Try cleaning the faceplate contacts with an eraser..

Edit: just realized this isn't a detachable face..


----------



## CorNut (Feb 1, 2011)

I just tried researching that headunit and all I can find is the faceplate flips around, wherever it makes its connection, have you tried cleaning that? is it a wire that is removable and possible to do?


----------



## whitedragon551 (Oct 3, 2009)

Aaron'z 2.5RS/WRX said:


> Try cleaning the faceplate contacts with an eraser..


Can also use alcohol wipes.


----------



## Aaron'z 2.5RS/WRX (Oct 24, 2007)

whitedragon551 said:


> Can also use alcohol wipes.


Sure, but doesn't abrade the corrosion from the terminals the same.. 

Could almost guarantee it's a connection issue... possibly ribbon cable needs a re-seat or it's cracked.. seen it 100 different times when I was doing repairs.. .


----------



## dvsadvocate (Mar 17, 2008)

Thats the Fantom Face right? Mine had that same problem. The Biolite display burns out eventually, but thats the first time I have ever heard of a unit that was kept in storage and lost the display while in a plastic bag. I dont think the part is available anywhere anymore even in Pac Parts. Thats what I hate about that head unit. Good SQ but that dispolay is really problematic.


----------



## 9mmmac (Dec 14, 2010)

Well, thanks to everybody who has replied so far. No, the facepiece is not removable. I CAN see a small ribbon cable in the back that bridges to the main chassis. It looks OK from what I can see. I'll try to wiggle it around with some forceps or a couple of jewler's screwdrivers. I'm also going to keep it inside for a couple of days. My garage is cool (about 45 degrees) but not cold. Maybe if everything warms up, it will chase the gremlins away.
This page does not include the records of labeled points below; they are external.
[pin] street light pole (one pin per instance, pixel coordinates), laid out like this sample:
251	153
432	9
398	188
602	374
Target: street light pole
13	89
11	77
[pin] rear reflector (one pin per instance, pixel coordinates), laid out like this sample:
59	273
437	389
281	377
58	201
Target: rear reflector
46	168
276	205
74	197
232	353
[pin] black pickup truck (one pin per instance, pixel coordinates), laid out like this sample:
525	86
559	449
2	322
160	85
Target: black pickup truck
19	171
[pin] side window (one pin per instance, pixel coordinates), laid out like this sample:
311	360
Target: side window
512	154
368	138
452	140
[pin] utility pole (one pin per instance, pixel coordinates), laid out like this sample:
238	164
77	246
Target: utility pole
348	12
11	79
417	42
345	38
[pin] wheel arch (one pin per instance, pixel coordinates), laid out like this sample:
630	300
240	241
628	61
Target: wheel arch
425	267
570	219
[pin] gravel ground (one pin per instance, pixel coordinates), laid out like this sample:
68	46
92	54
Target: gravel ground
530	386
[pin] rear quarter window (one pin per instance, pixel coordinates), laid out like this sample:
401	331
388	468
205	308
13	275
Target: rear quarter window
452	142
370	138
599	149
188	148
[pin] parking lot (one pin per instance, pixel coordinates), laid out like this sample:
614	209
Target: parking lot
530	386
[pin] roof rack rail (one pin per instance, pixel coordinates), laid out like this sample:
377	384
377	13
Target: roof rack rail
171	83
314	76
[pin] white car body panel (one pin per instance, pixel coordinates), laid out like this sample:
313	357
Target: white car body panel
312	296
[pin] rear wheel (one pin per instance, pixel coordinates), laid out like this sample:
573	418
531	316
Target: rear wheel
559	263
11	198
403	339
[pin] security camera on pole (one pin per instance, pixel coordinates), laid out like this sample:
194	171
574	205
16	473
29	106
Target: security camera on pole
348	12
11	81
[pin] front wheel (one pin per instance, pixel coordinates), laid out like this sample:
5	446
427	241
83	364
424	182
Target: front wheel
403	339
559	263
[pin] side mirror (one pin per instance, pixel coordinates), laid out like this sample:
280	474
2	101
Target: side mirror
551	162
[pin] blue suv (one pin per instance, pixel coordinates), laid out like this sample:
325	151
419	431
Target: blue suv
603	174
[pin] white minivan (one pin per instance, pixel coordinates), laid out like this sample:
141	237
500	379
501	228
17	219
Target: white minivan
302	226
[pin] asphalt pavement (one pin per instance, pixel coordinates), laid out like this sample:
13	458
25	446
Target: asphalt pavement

There's nothing on ebay right now except for the ribbon cable; available from a joint in the UK. Nothing real current CL, but the latest posting did give a number to call... 

My Google-Fu found a contact number for Alpine repair, I'll give them a call tomorrow. I'll also dig around and find some more places if I can. 
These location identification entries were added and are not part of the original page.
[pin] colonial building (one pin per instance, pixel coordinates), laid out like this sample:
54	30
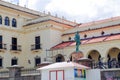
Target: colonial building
28	37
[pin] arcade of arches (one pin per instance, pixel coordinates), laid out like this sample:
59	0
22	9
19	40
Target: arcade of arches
95	55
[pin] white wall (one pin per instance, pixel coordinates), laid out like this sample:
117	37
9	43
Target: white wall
93	74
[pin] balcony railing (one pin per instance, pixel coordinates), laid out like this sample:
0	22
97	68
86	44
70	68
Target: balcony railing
15	47
3	46
36	47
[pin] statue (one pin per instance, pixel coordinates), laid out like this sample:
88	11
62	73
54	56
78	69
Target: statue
77	40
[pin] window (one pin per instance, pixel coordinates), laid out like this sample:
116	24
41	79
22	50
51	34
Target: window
85	36
102	33
37	61
14	43
14	22
69	38
14	61
60	58
7	22
37	42
1	62
0	19
0	42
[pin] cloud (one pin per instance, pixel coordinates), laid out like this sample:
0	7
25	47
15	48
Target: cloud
81	10
85	10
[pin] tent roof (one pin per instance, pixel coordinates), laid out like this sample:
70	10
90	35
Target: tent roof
64	65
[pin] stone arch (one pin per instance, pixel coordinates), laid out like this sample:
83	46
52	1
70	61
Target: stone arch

Anybody else have any good ideas?


----------



## Aaron'z 2.5RS/WRX (Oct 24, 2007)

If you can't get it to work, another place is Lifetime Service Center.. Authorized Alpine repair..


----------



## nineball (Jan 17, 2008)

alpine will fix any hu for a flat fee of $95 (unless they raised it since last year) which includes return shipping. i sent in a damaged 7998 to them last year (different damage) and they repaired/replaced a whole list of items. if they can't fix it they don't charge and still send it back to you for free. 

(800) TECH-101


----------



## Aaron'z 2.5RS/WRX (Oct 24, 2007)

Nice.. didn't know that..


----------



## 9mmmac (Dec 14, 2010)

nineball said:


> alpine will fix any hu for a flat fee of $95 (unless they raised it since last year) which includes return shipping. i sent in a damaged 7998 to them last year (different damage) and they repaired/replaced a whole list of items. if they can't fix it they don't charge and still send it back to you for free.
> 
> (800) TECH-101


FO' SHIZZLE! That's exactly the kind of lead I was looking for! I'll give them a call and (pleasepleasepleasepleaseplsease) see if they can help.


----------



## [email protected] (Dec 7, 2011)

Hi 9mmmac! Just wondering if your alpine 7998 is working properly again. Did you replace the display? Was alpine able to service your 7998?
Hope to hear from you soon.
Thanks! 

marlon


----------